At Jasper National Park’s south entrance, you’ll find the magnificent Athabasca Falls and Mount Edith Cavell. As you drive along Hwy #93 you’ll see several lookout points where you can take the perfect picture of the breathtaking sights around you. Athabasca Falls is a powerful cascade that drops into a narrow quartz and limestone canyon. You can get close to the falls by following the viewing platforms that line the area.
With its sub-alpine hiking and biking trails, the Mount Edith Cavell region provides a stunning immersion in Canadian Rockies scenery. The mountain stands at 11,034 feet (3,363 m) and is an ideal summit for challenging your climbing prowess. Named after a WWI British nurse who helped allied troops, you will also find the well known Angel Glacier and its meltwater lake, Cavell Pond.

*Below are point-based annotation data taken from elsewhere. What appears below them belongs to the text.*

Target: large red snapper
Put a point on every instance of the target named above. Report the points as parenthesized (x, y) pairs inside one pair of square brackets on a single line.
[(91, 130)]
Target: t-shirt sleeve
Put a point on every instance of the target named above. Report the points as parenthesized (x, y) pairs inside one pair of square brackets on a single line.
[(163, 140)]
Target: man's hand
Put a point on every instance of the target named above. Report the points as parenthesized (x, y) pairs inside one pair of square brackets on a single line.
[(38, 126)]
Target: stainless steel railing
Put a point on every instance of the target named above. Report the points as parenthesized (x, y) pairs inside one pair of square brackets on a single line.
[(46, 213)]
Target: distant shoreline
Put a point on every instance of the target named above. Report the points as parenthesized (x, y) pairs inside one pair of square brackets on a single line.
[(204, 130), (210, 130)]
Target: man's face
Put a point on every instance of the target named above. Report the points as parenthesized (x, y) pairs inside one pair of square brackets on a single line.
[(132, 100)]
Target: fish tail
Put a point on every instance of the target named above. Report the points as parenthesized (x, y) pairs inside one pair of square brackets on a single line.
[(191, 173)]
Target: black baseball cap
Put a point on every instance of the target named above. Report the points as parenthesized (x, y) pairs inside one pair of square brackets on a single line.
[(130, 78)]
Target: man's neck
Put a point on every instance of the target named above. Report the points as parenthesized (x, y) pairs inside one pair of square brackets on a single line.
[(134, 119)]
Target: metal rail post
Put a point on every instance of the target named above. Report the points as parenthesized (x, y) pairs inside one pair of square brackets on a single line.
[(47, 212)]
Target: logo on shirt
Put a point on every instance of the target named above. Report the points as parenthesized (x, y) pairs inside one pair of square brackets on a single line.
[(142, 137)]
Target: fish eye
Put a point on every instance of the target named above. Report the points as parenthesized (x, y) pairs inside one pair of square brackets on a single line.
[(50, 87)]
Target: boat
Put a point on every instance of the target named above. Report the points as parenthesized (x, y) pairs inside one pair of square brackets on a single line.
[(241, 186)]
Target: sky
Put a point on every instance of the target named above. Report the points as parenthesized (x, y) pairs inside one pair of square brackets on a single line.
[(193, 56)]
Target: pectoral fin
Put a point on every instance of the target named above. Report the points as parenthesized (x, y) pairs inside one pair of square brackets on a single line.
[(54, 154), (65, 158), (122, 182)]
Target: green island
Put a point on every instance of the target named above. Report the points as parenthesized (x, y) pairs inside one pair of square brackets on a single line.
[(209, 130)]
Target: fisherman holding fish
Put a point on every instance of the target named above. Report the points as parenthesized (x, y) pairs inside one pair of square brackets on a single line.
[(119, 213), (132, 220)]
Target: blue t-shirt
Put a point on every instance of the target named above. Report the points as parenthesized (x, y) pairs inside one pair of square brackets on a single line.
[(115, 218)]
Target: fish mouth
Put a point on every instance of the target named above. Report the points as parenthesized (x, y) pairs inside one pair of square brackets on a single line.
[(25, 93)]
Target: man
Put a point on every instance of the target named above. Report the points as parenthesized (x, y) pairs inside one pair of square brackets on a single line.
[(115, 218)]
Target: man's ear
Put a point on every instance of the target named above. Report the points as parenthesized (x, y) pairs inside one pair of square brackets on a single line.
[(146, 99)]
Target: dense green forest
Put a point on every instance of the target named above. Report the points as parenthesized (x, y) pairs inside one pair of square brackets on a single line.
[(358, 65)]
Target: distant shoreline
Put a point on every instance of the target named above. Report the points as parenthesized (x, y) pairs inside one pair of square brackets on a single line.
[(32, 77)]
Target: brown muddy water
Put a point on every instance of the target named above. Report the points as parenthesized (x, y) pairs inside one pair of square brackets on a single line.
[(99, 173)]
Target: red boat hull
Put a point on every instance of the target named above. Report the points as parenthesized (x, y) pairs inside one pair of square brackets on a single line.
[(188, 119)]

Miette Hot Springs is another interesting attraction when visiting Jasper. With its mineral-rich waters, the hot springs have been a temptation since the early 1800s. Springing from Sulpher Creek, the water emerges from cracks in the mountain rocks after it has been heated by radioactive decay from the earth’s core. The water boils and is forced up, flowing from the mountain at 129.2 degrees F (54C). As such, these are the hottest springs in the Canadian Rockies. When the water enters the bathing pools, it is cooled to 104F (40C) so visitors can enjoy a truly revitalizing soak.
At Miette Hot Springs you will also find two cooling pools, a poolside shower and a spa that offers a range of services for guests. Nestled into the Fiddle Valley, a visit to Miette Hot Springs with it surrounding views and abundant wildlife will revive body, mind and soul.
Jasper Museums: Jasper Yellowhead Museum is filled with historic photographs, artifacts and a plethora of memorabilia from the region’s early years. Operated by the Jasper-Yellowhead Historical Society, the museum is a true preservation center for the natural and human history that dates as far back as 10,000 years. Wander the galleries, including the Historic Gallery where you will find railway, trade and tourism artifacts and the Alcove Gallery where you will enjoy viewing antique typewriters, telephones and telegraph equipment.
The Den Wildlife Museum, located in the lower level of Whistlers Inn, houses 130 life-size wildlife specimens including grizzly bears, moose, elk and cougars. Created by Canadian taxidermists, the exhibit has been 45 years in the making and covers the four regions of Alberta’s terrain: the northern forest, the aspen parkland, the mountain area and the prairies.